By Richard Vedder
A better than decent case can be made that the NCAA is a more invidious anti-competitive cartel than, say, the Standard Oil Trust of John D. Rockefeller, the Tobacco Trust of James B. Duke, the alleged (although in my judgment fictitious) Microsoft monopoly, etc. The NCAA monitors a system of exploiting thousands of workers (e.g., athletes); it has promoted a decline in emphasis on academics; its rules and regulations leads to graft, corruption and a decline in respect for higher education, etc., etc. I don't even like the NCAA telling teams that their mascots or nicknames are inappropriate. In short, the NCAA, by and large, sucks.
But worst of all, the NCAA presides over a crowding-out of academic activities by athletics in a way totally out of proportion with what is justified on any cost-benefit calculus. I will use my own university, Ohio University, as an example.
The core budget for the main campus for the coming year is about $400 million. The athletic budget is around $18 million, but the program loses $15 million since attendance is spotty and television revenues are all but non-existent. If the university spent just 1 percent of its budget of athletic subsidies, it could give 1,000 more students full-time scholarships annually --even allowing for the fact that some of the athletic subsidy provides scholarship assistance for athletics. In order to appease a few old alums whose contribution to the university outside of athletics is marginal at best, we engage in costly subsidization that does little to attract admissions, outside funds, etc. Although Ohio University is above average in its irrational fanaticism, it is by no means alone.

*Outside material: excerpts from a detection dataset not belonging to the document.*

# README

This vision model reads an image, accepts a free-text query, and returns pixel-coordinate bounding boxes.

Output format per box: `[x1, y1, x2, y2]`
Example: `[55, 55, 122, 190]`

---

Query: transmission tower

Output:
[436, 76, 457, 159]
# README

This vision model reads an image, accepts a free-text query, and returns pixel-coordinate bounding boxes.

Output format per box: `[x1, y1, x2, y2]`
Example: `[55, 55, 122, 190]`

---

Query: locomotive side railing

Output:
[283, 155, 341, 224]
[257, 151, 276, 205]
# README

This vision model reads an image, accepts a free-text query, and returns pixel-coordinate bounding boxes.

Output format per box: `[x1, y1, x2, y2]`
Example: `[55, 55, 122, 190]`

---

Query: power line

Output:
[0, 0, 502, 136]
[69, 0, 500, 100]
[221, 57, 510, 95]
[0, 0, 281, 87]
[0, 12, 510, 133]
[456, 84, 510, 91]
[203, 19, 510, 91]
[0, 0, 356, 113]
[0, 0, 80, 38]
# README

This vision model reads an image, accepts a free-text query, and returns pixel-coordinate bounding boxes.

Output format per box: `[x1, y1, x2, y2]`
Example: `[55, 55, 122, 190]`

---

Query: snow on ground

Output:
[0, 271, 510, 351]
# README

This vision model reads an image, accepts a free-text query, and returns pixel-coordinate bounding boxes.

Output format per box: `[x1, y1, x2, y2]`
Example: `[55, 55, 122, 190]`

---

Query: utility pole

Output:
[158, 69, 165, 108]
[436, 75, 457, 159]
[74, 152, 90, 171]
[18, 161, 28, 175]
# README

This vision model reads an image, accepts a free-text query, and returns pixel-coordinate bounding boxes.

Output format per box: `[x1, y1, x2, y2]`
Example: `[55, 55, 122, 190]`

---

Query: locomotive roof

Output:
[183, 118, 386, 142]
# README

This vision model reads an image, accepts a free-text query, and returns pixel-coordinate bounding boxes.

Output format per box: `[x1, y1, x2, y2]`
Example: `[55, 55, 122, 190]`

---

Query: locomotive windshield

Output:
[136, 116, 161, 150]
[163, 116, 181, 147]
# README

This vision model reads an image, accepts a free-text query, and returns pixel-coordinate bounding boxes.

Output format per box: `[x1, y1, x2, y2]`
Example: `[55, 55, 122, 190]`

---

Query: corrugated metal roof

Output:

The Centennial Conference is begging the NCAA to delay implementation of a requirement that football officials have portable microphones, and that basketball shot clocks have tenth of seconds readings. For some schools, that means perhaps $10,000 in added expenses at a time where schools are furloughing workers and battling budget deficits. It is time for some schools to just say no to the NCAA and engage in what in national politics would be called nullification --a rejection of the NCAA mandates.